Prompt engineering emerged as a genuine skill in 2023. The gap between a developer who understands how to effectively instruct LLMs and one who does not is visible in application quality.
Be specific about format and length
LLMs will produce variable-format outputs unless you specify exactly what you want. Specify: the format (JSON, markdown, plain text, numbered list), the length (one paragraph, 500 words, three bullet points), and the structure (include these fields, in this order). Ambiguity in format requirements produces inconsistent outputs that are hard to parse programmatically.
Few-shot examples outperform description alone
Showing the model examples of the input-output behaviour you want is more reliable than describing it. If you want the model to classify support tickets into five categories, providing three examples of each category alongside the classification beats a text description of the categories. The model learns the boundary conditions from examples better than from abstract descriptions.

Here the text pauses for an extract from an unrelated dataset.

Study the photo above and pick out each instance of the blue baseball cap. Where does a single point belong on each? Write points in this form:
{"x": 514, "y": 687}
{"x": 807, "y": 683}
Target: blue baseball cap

Role prompting and persona
Telling the model it's a specific type of expert (a senior software engineer reviewing code, a financial analyst reviewing a report) activates the model's knowledge about how that type of expert reasons and communicates. This is not magic but it does produce more domain-appropriate outputs than generic prompts. 'Review this code for security issues' produces different outputs than 'You are a security engineer specialising in web applications. Review this code'.
Chain of thought for complex tasks
For tasks that require multi-step reasoning, asking the model to 'think step by step' before giving a final answer produces higher accuracy. The intermediate reasoning steps keep the model on track and make errors more detectable. This is especially important for mathematical and logical tasks where the final answer without reasoning is hard to verify.